BACKGROUND: Limited treatment options are available in chemotherapy-refractory or -intolerant metastatic colorectal cancer (mCRC). The objective of the present analysis was to evaluate the cost-utility of SIR-Spheres Y-90 resin microspheres relative to best supportive care (BSC) in the treatment of chemotherapy refractory mCRC from the perspective of the UK national healthcare payer.
METHODS: A cost-utility model was developed in Microsoft Excel to simulate transitions from progression-free survival to post-progression survival and death in patients with mCRC. Unit costs were captured in 2019 pounds sterling (GBP) based on the literature, formulary listings, and National Health Service (NHS) England reference costs. Future costs and effects were discounted at 3.5% per annum.
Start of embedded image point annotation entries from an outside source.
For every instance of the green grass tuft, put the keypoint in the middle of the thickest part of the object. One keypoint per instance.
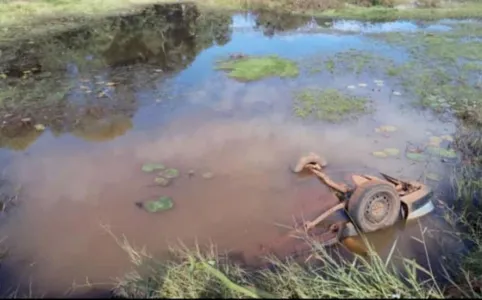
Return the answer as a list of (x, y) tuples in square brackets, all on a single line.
[(329, 105), (256, 68)]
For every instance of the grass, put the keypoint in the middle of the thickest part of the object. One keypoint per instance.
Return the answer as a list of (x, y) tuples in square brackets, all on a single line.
[(329, 105), (256, 68), (199, 274), (29, 18)]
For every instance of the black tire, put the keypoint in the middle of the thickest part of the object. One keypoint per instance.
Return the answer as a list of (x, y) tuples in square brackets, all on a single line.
[(361, 210)]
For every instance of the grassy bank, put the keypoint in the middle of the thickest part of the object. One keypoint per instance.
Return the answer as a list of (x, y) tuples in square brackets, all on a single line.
[(19, 17), (195, 273)]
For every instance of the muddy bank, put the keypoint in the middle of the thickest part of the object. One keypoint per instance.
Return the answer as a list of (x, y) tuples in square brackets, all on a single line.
[(146, 89)]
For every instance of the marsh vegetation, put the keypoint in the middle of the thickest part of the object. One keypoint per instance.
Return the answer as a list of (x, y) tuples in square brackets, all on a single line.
[(215, 92)]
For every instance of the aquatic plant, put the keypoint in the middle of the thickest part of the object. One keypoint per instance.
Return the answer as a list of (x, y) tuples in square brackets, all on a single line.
[(256, 68), (329, 104)]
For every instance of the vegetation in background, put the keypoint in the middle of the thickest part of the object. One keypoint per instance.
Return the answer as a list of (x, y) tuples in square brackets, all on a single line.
[(438, 76), (36, 95), (256, 68), (30, 18), (443, 75)]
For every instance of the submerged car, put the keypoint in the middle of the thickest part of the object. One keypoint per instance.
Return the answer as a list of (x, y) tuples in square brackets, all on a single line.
[(372, 204)]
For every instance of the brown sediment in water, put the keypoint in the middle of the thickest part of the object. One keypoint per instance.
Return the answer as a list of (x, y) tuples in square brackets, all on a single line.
[(58, 232)]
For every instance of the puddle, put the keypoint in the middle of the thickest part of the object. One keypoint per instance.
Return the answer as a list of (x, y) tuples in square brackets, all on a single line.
[(139, 89)]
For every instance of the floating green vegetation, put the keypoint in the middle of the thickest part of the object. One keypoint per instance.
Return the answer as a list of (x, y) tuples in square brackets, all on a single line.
[(443, 70), (256, 68), (445, 153), (416, 156), (329, 104), (162, 181), (162, 204)]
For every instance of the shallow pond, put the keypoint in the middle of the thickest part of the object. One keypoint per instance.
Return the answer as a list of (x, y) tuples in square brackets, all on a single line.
[(144, 89)]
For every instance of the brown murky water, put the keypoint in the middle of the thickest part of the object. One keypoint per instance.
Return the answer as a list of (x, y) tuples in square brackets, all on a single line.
[(245, 134)]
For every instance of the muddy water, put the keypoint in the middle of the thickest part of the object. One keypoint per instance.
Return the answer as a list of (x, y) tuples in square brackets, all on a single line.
[(182, 113)]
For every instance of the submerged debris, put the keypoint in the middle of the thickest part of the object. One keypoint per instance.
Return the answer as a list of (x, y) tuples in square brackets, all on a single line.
[(151, 167), (386, 128), (162, 204), (170, 173)]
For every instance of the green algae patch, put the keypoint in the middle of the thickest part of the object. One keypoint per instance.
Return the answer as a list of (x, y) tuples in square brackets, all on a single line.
[(328, 104), (256, 68), (416, 156), (386, 153), (162, 204), (445, 153)]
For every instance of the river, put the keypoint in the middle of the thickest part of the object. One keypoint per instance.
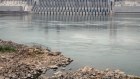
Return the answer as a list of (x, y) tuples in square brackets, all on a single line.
[(97, 41)]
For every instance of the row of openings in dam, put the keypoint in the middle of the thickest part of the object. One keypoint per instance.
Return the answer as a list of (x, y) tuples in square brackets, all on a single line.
[(67, 7), (72, 7)]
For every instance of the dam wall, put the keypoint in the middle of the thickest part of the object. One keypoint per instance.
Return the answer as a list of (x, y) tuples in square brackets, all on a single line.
[(72, 7), (127, 9)]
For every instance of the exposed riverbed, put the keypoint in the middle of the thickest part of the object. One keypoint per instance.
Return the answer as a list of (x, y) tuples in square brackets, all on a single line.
[(101, 42)]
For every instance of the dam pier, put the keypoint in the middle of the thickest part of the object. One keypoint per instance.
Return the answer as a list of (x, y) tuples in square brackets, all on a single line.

A series of one-way sensitivity analyses, and probabilistic sensitivity analysis (PSA) were conducted.
RESULTS: The base case analysis showed that SIR-Spheres Y-90 resin microspheres would result in an increase in discounted quality-adjusted life years gained from 0.69 quality-adjusted life years (QALYs) to 1.50 QALYs, with an associated increase in cost from GBP 15,268 to GBP 34,168 yielding an incremental cost-utility ratio of GBP 23,435 per QALY. PSA showed that there would be a 56% likelihood that SIR-Spheres Y-90 resin microspheres would be cost-effective relative to BSC at a willingness-to-pay threshold of GBP 30,000 per QALY gained.
CONCLUSIONS: This cost-utility analysis showed that, relative to BSC, SIR-Spheres Y-90 resin microspheres would be a cost-effective treatment option for patients with mCRC in the UK setting from the national healthcare payer perspective.